Teacher and coach availability for coaching

The national coaching survey shows that coaches throughout the country serve in multiple roles both within and outside the classroom. Moreover, they support large caseloads of teachers, which results in spending less time with each teacher. This situation may diminish the effectiveness of coaching programs.

Recommendation: Before assigning a coach tasks that are unrelated to their coaching responsibilities, districts should verify that coaches will still have adequate time to collaborate with teachers. Data from the Dynamic Learning Project shows that full-time coaches can typically work with an average of nine teachers at a time during each coaching cycle. Moreover, coaches should be able to spend at least 30 minutes with each teacher every week to see the greatest value.

Coach professional development

Ongoing PD is critical to coaches’ growth in their coaching skills. The national coaching survey shows that coaches throughout the country are generally satisfied with the PD they receive, though coaches based in schools gave more favorable ratings than their district-based peers. Data from the DLP, however, shows that often, when expert teachers transition from the classroom into a coaching position, they become isolated in their new role and might deal with a variety of new challenges.

Recommendation: In addition to coaching resources and training, coaches benefit from access to ongoing mentorship. Coaches’ mentors can serve as indispensable thought partners who build capacity for strategic problem-solving. Said one DLP district leader: “Everyone needs a coach.” In addition, coaches benefit from active participation in professional learning networks (PLNs) inside and outside their districts. PLNs can help coaches become inspired and learn from a wealth of sources, develop familiarity with new tools and resources, and collaborate with peers on common challenges.

Use of technology in coaching

When used meaningfully in the classroom, technology can provide teachers with powerful ways to support student learning. However, many teachers in the U.S. do not have enough training to use technology in ways that advance learning, especially in low-income schools. The national coaching survey shows that coaches who support teachers in using technology are rated as more valuable resources by teachers.

Recommendation: We encourage district leaders to consider how technology coaching can fit meaningfully within current coaching and PD structures—not as an additional initiative divorced from larger goals. To this aim, coaches and teachers in the DLP utilize an Impactful Technology Use rubric to guide their integration of technology into existing goals.

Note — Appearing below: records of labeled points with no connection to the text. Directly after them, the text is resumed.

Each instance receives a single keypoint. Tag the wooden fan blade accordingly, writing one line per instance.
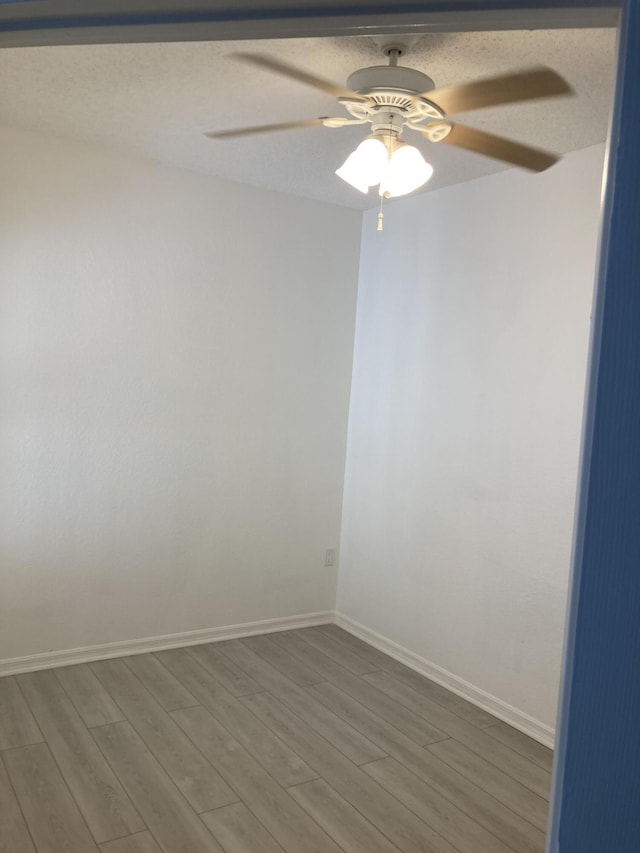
(298, 74)
(500, 148)
(493, 91)
(262, 128)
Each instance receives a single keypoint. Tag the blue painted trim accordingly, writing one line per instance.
(122, 19)
(596, 801)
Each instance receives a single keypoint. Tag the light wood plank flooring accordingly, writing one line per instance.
(306, 741)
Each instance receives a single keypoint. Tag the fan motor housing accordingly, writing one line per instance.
(385, 78)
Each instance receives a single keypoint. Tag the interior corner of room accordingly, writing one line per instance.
(209, 384)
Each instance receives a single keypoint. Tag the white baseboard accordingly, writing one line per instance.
(66, 657)
(518, 719)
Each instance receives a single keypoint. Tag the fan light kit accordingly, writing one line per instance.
(393, 99)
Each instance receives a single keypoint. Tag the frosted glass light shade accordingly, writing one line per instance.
(398, 174)
(407, 170)
(364, 166)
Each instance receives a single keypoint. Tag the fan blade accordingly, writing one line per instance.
(499, 148)
(296, 74)
(493, 91)
(263, 128)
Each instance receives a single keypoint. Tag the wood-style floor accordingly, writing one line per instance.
(306, 741)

Funding for coaching positions

According to the national coaching survey, fewer than half of the coaching positions nationally are funded at consistent rates from year to year. Longer-term investments in coaching could support comprehensive programs and ensure the hoped-for change. When teachers are not secure in their belief that a program is intended to be permanent, they may be less likely to engage. Moreover, longer-term coaching programs help coaches build strong relationships with teachers in their school(s), which is one of the cornerstones of collaborating with teachers that does not happen overnight.

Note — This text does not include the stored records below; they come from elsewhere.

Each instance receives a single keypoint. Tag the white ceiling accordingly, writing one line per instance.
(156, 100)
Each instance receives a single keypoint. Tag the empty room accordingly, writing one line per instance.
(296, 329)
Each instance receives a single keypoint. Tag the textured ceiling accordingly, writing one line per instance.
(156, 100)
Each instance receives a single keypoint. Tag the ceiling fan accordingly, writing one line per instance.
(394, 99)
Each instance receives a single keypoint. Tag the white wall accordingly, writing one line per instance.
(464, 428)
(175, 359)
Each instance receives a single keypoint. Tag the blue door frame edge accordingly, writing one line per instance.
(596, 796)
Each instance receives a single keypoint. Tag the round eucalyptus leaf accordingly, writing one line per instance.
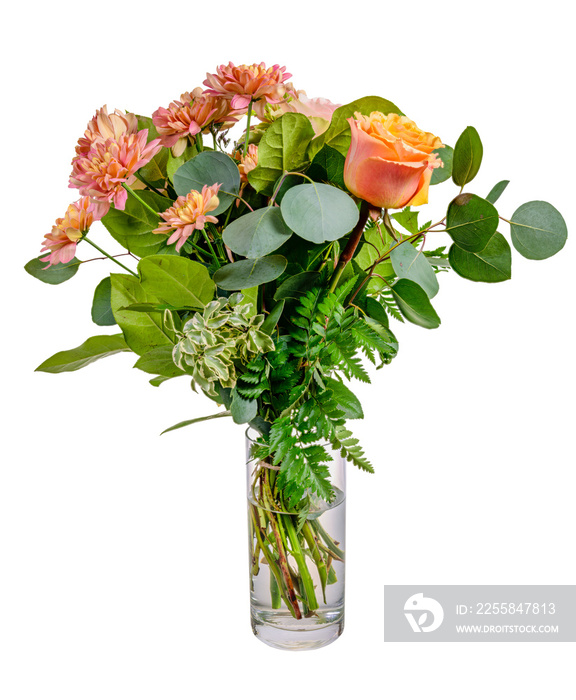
(471, 222)
(318, 212)
(258, 233)
(538, 230)
(209, 168)
(250, 273)
(493, 264)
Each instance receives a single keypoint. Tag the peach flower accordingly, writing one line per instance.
(243, 84)
(188, 214)
(67, 231)
(190, 115)
(111, 163)
(390, 160)
(318, 109)
(106, 126)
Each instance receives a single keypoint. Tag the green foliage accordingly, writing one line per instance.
(258, 233)
(93, 349)
(493, 264)
(471, 222)
(467, 157)
(318, 212)
(55, 274)
(538, 230)
(282, 149)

Recommendation: Federal and state funds dedicated specifically to coaching could make implementing this high-impact professional learning strategy easier to sustain.

Cultivating sustainable high-quality coaching starts with leadership

As instructional coaching becomes more and more prevalent in schools and districts across the U.S., leaders must have a deep understanding of what good coaching is and an unwavering commitment that all efforts are centered on the needs of the teachers and students in their specific context. Our recommendations based on the national coaching survey findings and the Dynamic Learning Project study aim to cultivate sustainable high-quality coaching.